Obecnie granicę polsko-ukraińską w województwie lubelskim przekracza w ciągu doby około tysiąc uchodźców.
– Punkty recepcyjne przy samej granicy na razie nie są potrzebne – mówi wojewoda lubelski Lech Sprawka. – Zawiesiliśmy funkcjonowanie czterech mniejszych punktów recepcyjnych w Lubyczy Królewskiej, w Horodle, w Dołhobyczowie oraz w Dorohusku. W tej chwili będą aktywne cztery punkty recepcyjne w Tomaszowie Lubelskim, Hrubieszowie oraz w starostwie hrubieszowskim i w Chełmie. Zatrzymaliśmy te większe ośrodki. Gdyby w danym momencie nastąpił gwałtowny wzrost liczby uchodźców, to one są w stanie go zaabsorbować.
– Znacząco spadła też liczba osób, które potrzebują pomocy administracji – uważa sekretarz Miasta Lublin, Andrzej Wojewódzki. – Chociażby jeżeli chodzi o nadanie numeru PESEL, gdzie na początku, po wejściu w życie przepisów ustawy w marcu, wydawaliśmy dziennie 500-700 takich numerów.

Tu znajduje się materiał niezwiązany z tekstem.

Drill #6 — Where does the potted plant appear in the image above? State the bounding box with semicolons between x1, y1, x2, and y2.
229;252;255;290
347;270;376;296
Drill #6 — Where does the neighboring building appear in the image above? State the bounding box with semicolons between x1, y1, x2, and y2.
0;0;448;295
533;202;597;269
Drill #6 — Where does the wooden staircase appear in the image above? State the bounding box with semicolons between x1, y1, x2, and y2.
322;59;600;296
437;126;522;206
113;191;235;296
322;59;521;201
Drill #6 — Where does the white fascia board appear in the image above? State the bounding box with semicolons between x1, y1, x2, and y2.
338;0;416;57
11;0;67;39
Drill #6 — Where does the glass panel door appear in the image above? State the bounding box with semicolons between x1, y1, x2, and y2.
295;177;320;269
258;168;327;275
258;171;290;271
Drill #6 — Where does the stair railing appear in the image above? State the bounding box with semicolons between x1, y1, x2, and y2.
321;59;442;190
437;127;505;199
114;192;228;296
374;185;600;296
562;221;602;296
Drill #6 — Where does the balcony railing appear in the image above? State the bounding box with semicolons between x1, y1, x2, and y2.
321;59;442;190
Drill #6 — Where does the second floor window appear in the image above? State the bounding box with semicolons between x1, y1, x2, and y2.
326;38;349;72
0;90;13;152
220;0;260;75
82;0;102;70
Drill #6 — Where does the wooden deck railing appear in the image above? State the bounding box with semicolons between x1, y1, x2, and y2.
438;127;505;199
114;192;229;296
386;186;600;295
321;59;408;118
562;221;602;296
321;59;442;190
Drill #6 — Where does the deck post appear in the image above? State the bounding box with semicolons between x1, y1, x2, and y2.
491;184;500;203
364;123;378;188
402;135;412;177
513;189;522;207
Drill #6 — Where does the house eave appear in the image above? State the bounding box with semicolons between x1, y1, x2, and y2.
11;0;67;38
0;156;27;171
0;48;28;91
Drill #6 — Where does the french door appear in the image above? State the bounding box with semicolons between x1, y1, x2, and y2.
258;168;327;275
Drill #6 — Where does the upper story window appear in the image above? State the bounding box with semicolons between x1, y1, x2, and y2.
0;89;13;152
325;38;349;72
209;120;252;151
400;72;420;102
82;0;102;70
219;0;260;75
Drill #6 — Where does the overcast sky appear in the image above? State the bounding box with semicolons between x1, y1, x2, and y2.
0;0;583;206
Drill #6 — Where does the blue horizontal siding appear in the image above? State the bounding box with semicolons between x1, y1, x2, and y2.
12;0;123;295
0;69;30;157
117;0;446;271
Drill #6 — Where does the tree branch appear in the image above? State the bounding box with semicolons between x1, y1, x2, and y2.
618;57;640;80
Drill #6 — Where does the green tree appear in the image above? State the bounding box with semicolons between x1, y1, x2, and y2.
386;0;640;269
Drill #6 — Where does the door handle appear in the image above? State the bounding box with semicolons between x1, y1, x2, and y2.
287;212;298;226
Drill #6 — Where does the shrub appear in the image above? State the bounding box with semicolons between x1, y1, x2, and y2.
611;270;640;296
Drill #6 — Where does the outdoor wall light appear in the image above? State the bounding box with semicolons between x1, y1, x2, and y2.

W tej chwili ta liczba jest na poziomie 30-50 osób, którym nadajemy PESEL UKR. Stąd też pierwotnie z dwóch centrów pomocy obywatelom Ukrainy jedno centrum od jutra (01.06) zawieszamy. Chodzi o centrum przy ul. Lwowskiej 11.
Działalność kończy dziś (31.05) punkt PCK zlokalizowany w samym centrum Lublina.
– Dzisiaj jest ostatni dzień PCK w Muzeum Ziem Wschodnich – mówi jedna z wolontariuszek. – Teraz przychodziło po pomoc bardzo mało osób. Dzisiaj nikogo jeszcze nie było. Wczoraj były trzy osoby. Wczoraj został też załadowany jeden bus z pomocą do Ukrainy.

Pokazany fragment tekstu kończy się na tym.